UV resistance: This property is especially important with the growing popularity of glass in condominiums and apartment buildings. Constant exposure to sunshine—even for just a few hours a day—can discolor and degrade the quality of a material over time.

Homogeneity: In terms of surface materials, the term “homogenous” usually refers to a material with elements mixed together to give it a consistent, even look. In some products, the mixed materials, for example thermosetting resins, add to the overall durability and inherent strength of the product.

Scratch resistance: Durable materials should resist scratches and abrasions.

Porosity: Porosity levels determine whether a surface material will stain. Low porosity better resists stains, and thus protects the appearance of the surface.

Renewability: In the context of surface durability, renewability refers to whether the surface can be easily repaired or replaced.5

Ease of Installation

How easily can a surface be installed? Does it require certified specialists? A general contractor? Or can it be done as a DIY project? The answers to these questions can play a significant role in the overall cost of a project, especially in multifamily housing, where hundreds of residential units will need flooring, counters, cabinets, doors, and backsplashes, among other features. Natural stone products such as granite are far more costly and complicated to install than laminate surfaces, which can be done by just about anyone.

Ease of Cleaning

Regardless of where a surface is situated—whether in a kitchen, bathroom, or condo lounge—it needs to be cleaned easily. Surfaces need to look and be clean, and some materials handle that task better than others. High-end stone such as marble stains easily, while materials such as laminates resist stains and can even be antimicrobial. This is one case of many where the more expensive product may not necessarily be the best choice for a certain application.

Aesthetics

Aesthetics are always important for surface materials for central and frequently used rooms such as kitchens and bathrooms, but they can also make other features stand out as well. For example, unique surfaces on doors or even tabletops can impact the overall look and feel of a room.

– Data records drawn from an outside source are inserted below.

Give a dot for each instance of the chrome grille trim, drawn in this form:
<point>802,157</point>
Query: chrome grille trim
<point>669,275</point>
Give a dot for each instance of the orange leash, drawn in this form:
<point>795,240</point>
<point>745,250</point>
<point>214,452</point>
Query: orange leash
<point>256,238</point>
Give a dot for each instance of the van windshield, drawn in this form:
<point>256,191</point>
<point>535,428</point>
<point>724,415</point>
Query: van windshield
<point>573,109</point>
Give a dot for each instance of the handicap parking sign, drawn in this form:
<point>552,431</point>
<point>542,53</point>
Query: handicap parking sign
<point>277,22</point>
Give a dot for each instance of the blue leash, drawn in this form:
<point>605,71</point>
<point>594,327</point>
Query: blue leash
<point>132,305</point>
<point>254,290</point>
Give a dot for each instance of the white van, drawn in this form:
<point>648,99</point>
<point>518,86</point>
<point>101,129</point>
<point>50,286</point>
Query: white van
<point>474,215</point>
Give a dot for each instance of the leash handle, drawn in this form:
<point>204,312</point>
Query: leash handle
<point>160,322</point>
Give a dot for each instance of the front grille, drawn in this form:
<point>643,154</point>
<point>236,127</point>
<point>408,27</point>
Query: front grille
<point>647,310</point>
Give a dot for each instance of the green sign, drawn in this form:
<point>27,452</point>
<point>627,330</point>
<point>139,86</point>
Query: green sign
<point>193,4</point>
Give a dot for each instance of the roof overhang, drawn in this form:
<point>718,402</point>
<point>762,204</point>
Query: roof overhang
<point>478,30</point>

Chances are good that clients will first consider what a surface looks like and how it fits in with the overall home and room design before they consider any other aspect. After all, the client will be using the space every day for years and engaging with the design on a daily basis, so the style matters. A new kitchen, for example, will include not only countertops and cabinetry but also backsplashes and other features to personalize the space. People tend to notice surfaces that convey a specific style. Questions concerning durability and cost certainly come into play, but the initial reaction is usually to the visual effect a material or design brings into the space.

Cost

Cost is usually a limiting factor for projects, and most people aim to keep costs down while selecting a nice-looking surface solution. For large-scale projects, cost can be especially important because material cost can add up quickly. But it’s not just about the initial cost; ongoing maintenance costs are also important, which is why choosing durable surfacing materials is critical for many designers and property managers.